Extended Data Fig. 5: Synthesis of APbBr₃ NCs and testing of ligands.

a, In TOPO-DOPA synthesis³¹, PbBr₂-trioctylphosphine (TOPO) complex reacts with diisooctylphosphinic acid (DOPA) salt of the corresponding A cation at room temperature, yielding monodisperse NCs (1). TOPO and DOPA are known as “bad ligands” and can be readily exchanged for zwitterion ligands (2a). If no capping ligands are added promptly after NCs are formed, the NCs rapidly lose their colloidal and structural integrity (2b). b, To purify phospholipid-capped NCs (see also Supplementary Note 6), a suited antisolvent is added, followed by centrifugation (3), whereas a supernatant containing unreacted precursors and free ligand molecules is discarded (4). If the ligand is’ good’, the resulting NCs pellet is redispersed in a suited solvent, yielding a stable colloid (5a). With a ‘bad’ ligand, NCs redisperse incompletely, do not redisperse (5b), or lose their colloidal integrity upon storage (6). Such a purification cycle (steps 3, 4, and 5a) can be repeated several times. c,d, In this experiment, two head groups and two tails were compared. Combining a ‘bad’ head group and a ‘bad’ tail (c) leads to the worst colloidal stability, while combining a ‘bad’ head group and a ‘good’ tail might still yield long-term stable colloids (d). Similar to FAPbBr₃, MAPbBr_3, and CsPbBr₃ (c) NCs with PC head-group and a ‘bad’ hexadecyl tail precipitate after three rounds of purification, with visible deposit highlighted with a white box on the photo.
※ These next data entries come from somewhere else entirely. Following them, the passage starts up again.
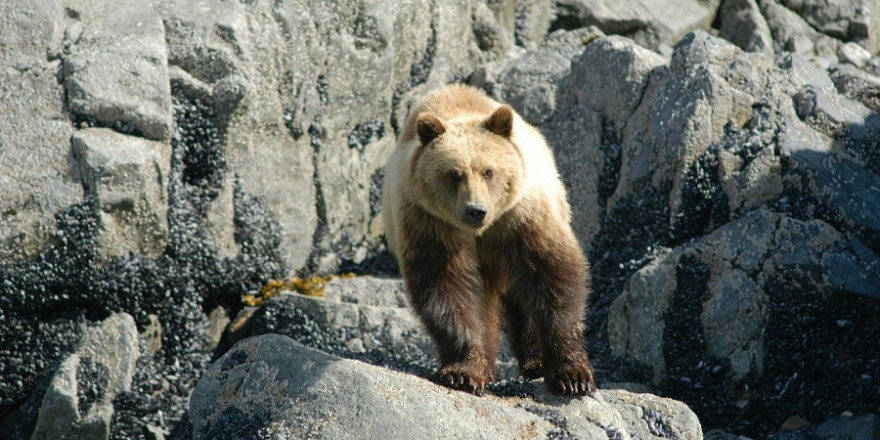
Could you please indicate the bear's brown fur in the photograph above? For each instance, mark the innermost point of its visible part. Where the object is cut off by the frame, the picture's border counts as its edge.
(477, 217)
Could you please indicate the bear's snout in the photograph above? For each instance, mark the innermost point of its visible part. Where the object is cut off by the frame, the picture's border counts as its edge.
(475, 213)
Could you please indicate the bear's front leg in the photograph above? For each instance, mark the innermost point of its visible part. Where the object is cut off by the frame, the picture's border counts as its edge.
(551, 280)
(444, 287)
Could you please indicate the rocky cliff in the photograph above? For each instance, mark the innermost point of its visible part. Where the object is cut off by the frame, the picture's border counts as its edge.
(161, 161)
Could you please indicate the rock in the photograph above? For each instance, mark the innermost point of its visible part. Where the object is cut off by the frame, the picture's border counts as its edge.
(532, 22)
(647, 23)
(732, 269)
(128, 178)
(856, 20)
(743, 24)
(673, 126)
(272, 386)
(857, 84)
(791, 33)
(356, 315)
(596, 81)
(79, 400)
(121, 86)
(530, 83)
(854, 54)
(36, 178)
(847, 426)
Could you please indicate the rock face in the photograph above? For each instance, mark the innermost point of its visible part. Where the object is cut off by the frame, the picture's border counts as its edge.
(272, 387)
(163, 159)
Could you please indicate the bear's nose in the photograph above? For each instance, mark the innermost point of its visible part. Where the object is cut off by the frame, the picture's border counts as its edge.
(475, 214)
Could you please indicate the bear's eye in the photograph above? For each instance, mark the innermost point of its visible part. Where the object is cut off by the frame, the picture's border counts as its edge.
(455, 177)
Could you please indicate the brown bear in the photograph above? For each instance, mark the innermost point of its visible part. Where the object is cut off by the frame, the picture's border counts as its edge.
(477, 217)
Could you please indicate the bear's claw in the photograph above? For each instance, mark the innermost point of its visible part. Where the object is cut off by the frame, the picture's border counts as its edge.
(464, 377)
(572, 379)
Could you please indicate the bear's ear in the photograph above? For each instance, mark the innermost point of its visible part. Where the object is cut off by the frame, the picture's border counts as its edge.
(429, 128)
(501, 121)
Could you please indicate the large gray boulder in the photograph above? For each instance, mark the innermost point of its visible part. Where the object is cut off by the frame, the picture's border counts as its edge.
(352, 315)
(125, 86)
(272, 387)
(35, 175)
(78, 403)
(128, 178)
(649, 23)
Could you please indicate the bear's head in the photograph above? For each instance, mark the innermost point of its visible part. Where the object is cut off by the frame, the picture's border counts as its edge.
(467, 172)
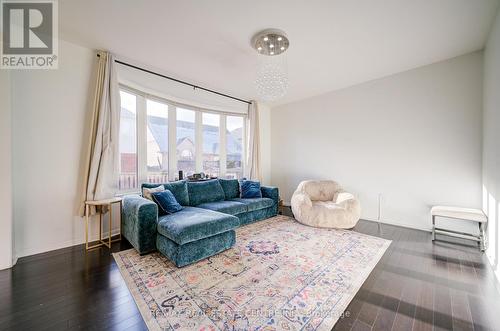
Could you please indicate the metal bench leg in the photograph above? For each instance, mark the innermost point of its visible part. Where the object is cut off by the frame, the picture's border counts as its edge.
(433, 227)
(482, 239)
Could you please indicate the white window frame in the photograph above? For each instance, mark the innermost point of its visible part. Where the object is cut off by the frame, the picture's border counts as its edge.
(141, 131)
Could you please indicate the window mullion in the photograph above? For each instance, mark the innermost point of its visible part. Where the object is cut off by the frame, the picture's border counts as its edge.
(223, 147)
(142, 171)
(172, 146)
(198, 150)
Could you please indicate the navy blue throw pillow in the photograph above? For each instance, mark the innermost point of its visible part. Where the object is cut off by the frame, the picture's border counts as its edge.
(250, 189)
(166, 201)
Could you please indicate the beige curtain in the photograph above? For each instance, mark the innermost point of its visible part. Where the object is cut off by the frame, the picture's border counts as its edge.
(102, 156)
(252, 168)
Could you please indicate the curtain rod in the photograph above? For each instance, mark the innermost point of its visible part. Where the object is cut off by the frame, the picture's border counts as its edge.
(179, 81)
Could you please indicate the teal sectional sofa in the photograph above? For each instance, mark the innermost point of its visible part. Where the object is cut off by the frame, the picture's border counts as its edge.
(204, 227)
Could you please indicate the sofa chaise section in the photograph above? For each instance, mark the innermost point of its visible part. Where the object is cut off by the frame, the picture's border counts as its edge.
(194, 234)
(204, 227)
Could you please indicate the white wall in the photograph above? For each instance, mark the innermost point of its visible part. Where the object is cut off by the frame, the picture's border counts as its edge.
(6, 242)
(414, 137)
(491, 143)
(50, 109)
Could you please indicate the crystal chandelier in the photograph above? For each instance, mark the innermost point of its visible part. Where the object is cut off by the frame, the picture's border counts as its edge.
(272, 77)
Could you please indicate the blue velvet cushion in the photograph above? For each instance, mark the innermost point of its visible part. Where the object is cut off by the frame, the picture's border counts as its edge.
(250, 189)
(231, 188)
(178, 189)
(226, 207)
(194, 251)
(207, 191)
(166, 202)
(256, 203)
(193, 223)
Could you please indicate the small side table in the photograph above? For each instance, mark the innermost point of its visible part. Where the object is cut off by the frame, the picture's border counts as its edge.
(101, 203)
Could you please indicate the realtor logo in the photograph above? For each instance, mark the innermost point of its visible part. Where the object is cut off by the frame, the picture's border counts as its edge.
(29, 37)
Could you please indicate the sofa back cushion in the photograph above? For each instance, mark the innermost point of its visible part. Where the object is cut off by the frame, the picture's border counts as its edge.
(231, 188)
(206, 191)
(179, 190)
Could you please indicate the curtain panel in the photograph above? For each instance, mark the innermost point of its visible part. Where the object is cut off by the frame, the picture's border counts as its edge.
(102, 153)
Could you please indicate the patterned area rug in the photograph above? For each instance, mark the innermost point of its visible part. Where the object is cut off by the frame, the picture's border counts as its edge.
(281, 275)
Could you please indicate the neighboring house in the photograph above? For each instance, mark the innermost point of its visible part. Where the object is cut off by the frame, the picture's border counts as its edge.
(157, 141)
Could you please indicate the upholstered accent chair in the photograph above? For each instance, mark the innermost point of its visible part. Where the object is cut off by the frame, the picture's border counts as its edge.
(325, 204)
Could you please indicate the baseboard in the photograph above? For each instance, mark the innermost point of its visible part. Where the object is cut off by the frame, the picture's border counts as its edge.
(395, 223)
(69, 243)
(390, 222)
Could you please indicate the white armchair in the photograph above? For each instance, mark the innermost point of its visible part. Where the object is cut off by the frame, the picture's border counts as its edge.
(325, 204)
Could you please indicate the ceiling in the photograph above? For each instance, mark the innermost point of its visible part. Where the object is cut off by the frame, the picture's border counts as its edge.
(333, 44)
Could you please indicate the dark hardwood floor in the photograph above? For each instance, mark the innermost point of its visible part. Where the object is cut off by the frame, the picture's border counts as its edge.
(417, 285)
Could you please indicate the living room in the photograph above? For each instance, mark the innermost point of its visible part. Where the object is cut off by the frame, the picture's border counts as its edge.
(250, 165)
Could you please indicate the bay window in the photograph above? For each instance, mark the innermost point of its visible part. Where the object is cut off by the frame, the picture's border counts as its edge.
(159, 137)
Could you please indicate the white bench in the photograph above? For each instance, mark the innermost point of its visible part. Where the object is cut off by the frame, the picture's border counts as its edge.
(469, 214)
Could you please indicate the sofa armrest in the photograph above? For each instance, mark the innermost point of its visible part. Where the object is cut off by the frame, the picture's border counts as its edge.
(139, 222)
(271, 193)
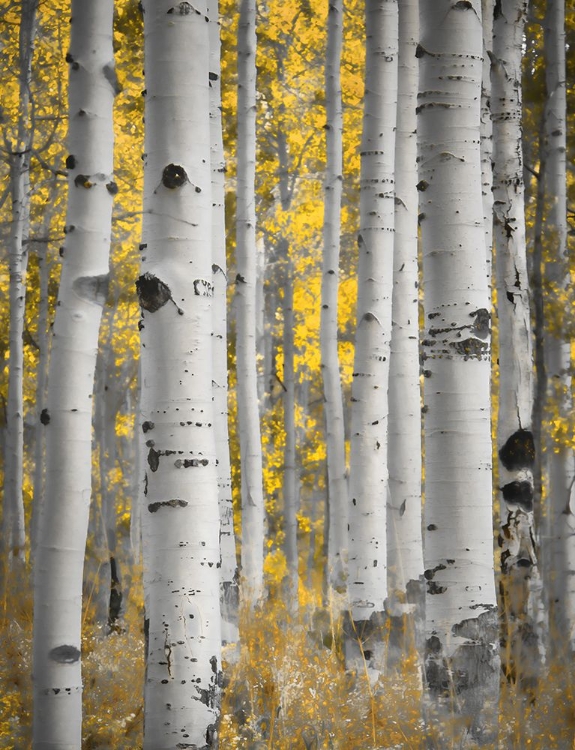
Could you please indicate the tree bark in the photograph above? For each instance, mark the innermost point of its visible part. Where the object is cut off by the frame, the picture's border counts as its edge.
(180, 513)
(229, 573)
(404, 539)
(561, 460)
(333, 400)
(253, 510)
(461, 660)
(369, 413)
(520, 583)
(68, 415)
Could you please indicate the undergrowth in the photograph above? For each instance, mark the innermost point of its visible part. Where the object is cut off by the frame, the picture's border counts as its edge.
(286, 688)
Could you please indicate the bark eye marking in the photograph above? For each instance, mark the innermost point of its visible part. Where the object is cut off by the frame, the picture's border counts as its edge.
(82, 180)
(152, 292)
(65, 654)
(153, 459)
(519, 451)
(174, 176)
(203, 288)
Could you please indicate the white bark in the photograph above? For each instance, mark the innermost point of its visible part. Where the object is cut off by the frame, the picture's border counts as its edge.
(557, 344)
(333, 401)
(487, 131)
(68, 416)
(290, 483)
(14, 535)
(404, 540)
(229, 567)
(369, 409)
(180, 513)
(253, 511)
(519, 570)
(462, 667)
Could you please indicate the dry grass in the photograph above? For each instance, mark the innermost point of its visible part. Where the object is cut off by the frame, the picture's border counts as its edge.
(286, 689)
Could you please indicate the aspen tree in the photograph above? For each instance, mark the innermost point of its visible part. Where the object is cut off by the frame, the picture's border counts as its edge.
(461, 660)
(405, 551)
(290, 483)
(14, 535)
(367, 582)
(253, 510)
(561, 461)
(229, 569)
(67, 418)
(519, 571)
(333, 401)
(180, 513)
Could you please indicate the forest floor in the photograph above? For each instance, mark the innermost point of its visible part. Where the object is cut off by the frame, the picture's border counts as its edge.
(287, 689)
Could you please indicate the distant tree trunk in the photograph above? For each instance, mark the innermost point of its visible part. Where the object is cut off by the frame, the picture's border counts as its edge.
(367, 582)
(68, 415)
(14, 534)
(290, 483)
(561, 461)
(462, 655)
(487, 132)
(180, 513)
(253, 511)
(333, 401)
(229, 573)
(404, 541)
(44, 265)
(519, 569)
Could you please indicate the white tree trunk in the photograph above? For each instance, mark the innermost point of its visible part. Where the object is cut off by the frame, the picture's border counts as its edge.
(462, 665)
(487, 131)
(253, 511)
(180, 513)
(367, 582)
(229, 570)
(404, 539)
(561, 493)
(333, 401)
(519, 571)
(290, 483)
(14, 535)
(68, 416)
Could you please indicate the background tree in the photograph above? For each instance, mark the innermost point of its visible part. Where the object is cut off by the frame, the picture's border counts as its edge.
(253, 512)
(461, 660)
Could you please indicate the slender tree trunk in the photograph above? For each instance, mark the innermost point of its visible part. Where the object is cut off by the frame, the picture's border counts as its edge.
(369, 416)
(253, 511)
(180, 508)
(519, 566)
(44, 266)
(68, 415)
(461, 663)
(561, 460)
(404, 541)
(290, 483)
(229, 573)
(333, 400)
(14, 534)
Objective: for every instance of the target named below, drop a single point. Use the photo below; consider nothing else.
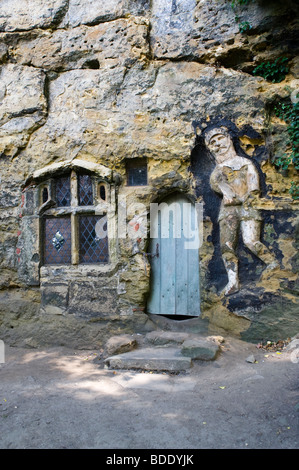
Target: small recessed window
(85, 191)
(45, 195)
(136, 170)
(75, 234)
(103, 192)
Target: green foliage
(274, 72)
(244, 26)
(289, 112)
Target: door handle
(152, 255)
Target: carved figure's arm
(220, 185)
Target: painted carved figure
(237, 180)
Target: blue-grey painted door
(175, 286)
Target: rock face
(88, 86)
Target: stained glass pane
(85, 194)
(93, 239)
(63, 191)
(57, 234)
(45, 195)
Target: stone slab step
(155, 359)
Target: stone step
(152, 359)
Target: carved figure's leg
(229, 228)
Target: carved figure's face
(220, 146)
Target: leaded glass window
(72, 232)
(136, 172)
(85, 190)
(57, 234)
(93, 241)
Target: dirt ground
(58, 398)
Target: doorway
(174, 248)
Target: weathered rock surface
(200, 349)
(106, 81)
(158, 359)
(120, 344)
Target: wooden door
(175, 266)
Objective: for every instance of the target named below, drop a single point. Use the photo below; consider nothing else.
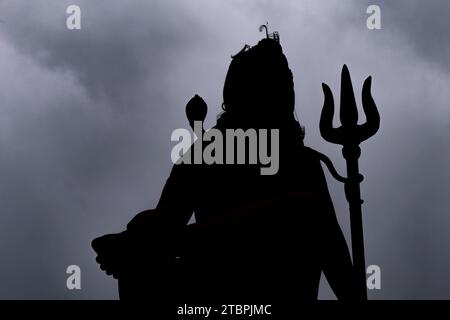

CsPbBr₃ NC colloids with both PEA or PC head-groups and a ‘good’ glycerodioleyl tail (d, commercially available) yield stable colloids; however, with different ligand coverage, in agreement with MD prediction. Furthermore, PC-based surface ligation is more labile, with both “good” and “bad” tails: NCs tend to increase their mean particle size (inset TEM images, scale bars 50 nm) and acquire more irregular NC morphology with storage or several purification cycles.